Books in Canada
- October 1971 cover
- Discipline: Literary criticism
- Language: English
- Edited by: Olga Stein

Publication details
- History: 1971–2008
- Publisher: The Canadian Review of Books Ltd. (Canada)
- Frequency: 9/year

Standard abbreviations
- ISO 4: Books Can.

Indexing
- ISSN: 0045-2564
- OCLC no.: 421761698

Links
- Journal homepage;

= Books in Canada =

Canadian literary magazine (1971–2008)

Books in Canada was a monthly magazine that reviewed Canadian literature, published in print form between 1971 and 2006. In its heyday it was the most influential literary magazine in Canada.

==Foundation==
One of the co-founders of Books in Canada in 1971 was the radio producer, book publisher and jazz music columnist Val Clery (1924–1996).
He decided the magazine was needed after writing a report for the Canadian Book Publishers' Council on promotion of books in Canada, and was the first editor of the magazine.
The journal received subsidies from the Canadian government.
It was published by Bedford House Publishing Corp.

==Contents==
Books in Canada included reviews of Canadian poetry, literature and non-fiction books.
Authors such as Margaret Atwood, Margaret Laurence, bpNichol and Michael Ondaatje contributed reviews.
It also included interviews with authors and profiles of authors, and other topics.
The author, journalist and second-hand bookstore owner Donald Herbert Bell (1936–2004) wrote a column called "Founde Bookes" that described his activity locating and selling books.

==History==
Books in Canada was the most comprehensive book review journal in the 1980s and early 1990s, giving a broad overview of the Canadian literary scene that was valued by writers who wanted to keep in touch.
Books in Canada appeared nine times per year. It was sold in book stores and newsstands across the country, and by subscription.
Circulation was about 12,000 per issue.
According to Stephen Henighan it was sometimes facile, and sometimes paid too much attention to activity in Toronto, but it published reviews by freelancers from across the country and covered almost all Canadian fiction and poetry publications. The magazine was readable, light and journalistic.

Books in Canada was acquired by Adrian Stein in 1995.
The magazine was published through Stein's company named The Canadian Review of Books Ltd.
Olga Stein, wife of Adrian Stein, edited the journal.
The Steins converted Books in Canada to a new format.
Henighan suggests that it became more selective about what it chose to review, ignoring important works in favor of obscure academic books and lengthy opinion columns.
Circulation dropped sharply.
Early in 2000 the journal suspended publication.

In 2001 Adrian Stein made a deal with Amazon.com, an online book retailer, which generated some controversy.
Stein sold Amazon the electronic rights to old reviews, while Amazon provided cash and advertising to the journal, which resumed publishing in July 2001. With the new Amazon arrangement, print circulation increased dramatically to 100,000 copies per issue while subscriptions remained the same. Amazon offered every Canadian customer a complimentary copy of the publication in the mail.
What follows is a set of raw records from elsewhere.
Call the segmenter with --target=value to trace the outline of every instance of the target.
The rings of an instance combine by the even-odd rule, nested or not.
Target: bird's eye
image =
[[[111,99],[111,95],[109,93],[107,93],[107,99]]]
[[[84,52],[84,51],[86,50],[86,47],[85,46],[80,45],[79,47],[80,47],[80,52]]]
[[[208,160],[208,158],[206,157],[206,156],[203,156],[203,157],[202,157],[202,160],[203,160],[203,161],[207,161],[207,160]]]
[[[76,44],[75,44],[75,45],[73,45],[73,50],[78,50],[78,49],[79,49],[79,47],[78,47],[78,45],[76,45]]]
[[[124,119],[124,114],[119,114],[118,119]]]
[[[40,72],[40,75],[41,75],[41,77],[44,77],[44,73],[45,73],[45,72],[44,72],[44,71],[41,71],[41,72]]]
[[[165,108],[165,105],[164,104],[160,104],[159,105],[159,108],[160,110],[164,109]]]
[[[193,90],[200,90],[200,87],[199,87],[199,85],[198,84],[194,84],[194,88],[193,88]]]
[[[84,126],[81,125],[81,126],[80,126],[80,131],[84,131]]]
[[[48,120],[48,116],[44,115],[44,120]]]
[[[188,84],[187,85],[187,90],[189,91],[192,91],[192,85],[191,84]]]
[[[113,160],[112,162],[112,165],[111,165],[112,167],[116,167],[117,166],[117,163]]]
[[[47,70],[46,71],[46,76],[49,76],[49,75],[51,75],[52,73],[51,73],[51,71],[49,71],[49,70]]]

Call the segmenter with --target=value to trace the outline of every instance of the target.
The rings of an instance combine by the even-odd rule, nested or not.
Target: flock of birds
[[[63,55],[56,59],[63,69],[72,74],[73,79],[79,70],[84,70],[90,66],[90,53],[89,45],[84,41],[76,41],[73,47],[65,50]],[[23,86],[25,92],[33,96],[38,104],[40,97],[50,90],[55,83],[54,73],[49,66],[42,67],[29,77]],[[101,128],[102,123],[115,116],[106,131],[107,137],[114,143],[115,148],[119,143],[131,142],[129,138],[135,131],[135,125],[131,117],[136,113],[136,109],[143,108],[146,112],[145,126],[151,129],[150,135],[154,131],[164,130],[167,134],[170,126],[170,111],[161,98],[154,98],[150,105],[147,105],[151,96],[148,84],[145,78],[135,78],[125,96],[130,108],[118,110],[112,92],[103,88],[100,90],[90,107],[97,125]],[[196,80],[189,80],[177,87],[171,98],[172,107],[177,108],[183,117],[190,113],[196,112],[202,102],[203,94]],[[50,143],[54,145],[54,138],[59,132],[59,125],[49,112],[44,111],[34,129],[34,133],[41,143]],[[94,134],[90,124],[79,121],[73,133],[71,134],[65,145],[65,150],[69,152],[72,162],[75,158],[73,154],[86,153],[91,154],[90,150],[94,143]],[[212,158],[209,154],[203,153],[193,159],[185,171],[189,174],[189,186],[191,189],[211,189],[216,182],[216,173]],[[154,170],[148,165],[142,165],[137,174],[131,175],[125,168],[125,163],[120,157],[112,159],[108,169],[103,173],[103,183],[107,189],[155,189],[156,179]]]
In its last years Books in Canada was sometimes narrowly focused on Toronto, sometimes attempted to address the global market.
The Canada Council for the Arts, Ontario Arts Council and Canadian Heritage Magazine Fund reduced or dropped funding.
The magazine published an extensive defense of the Canadian newspaper publisher Conrad Black before his trial for fraud in the U.S.
The January/February 2008 issue had an article titled "The Knotted Knickers of Naomi Klein" with a caricature of the author.
The magazine continues to provide an online archive of its reviews.

==First Novel Award==

Books in Canada established its prestigious "Books in Canada First Novel Award" in 1976.
It was later sponsored by SmithBooks, a bookseller, and known as the "Smithbooks/Books in Canada First Novel Award".
When Smithbooks was acquired by Chapters in 1995 the award was renamed the "Chapters/Books in Canada First Novel Award".
Later the award became the "Amazon.ca/Books in Canada First Novel Award".
After Books in Canada closed it became the "Amazon.ca First Novel Award".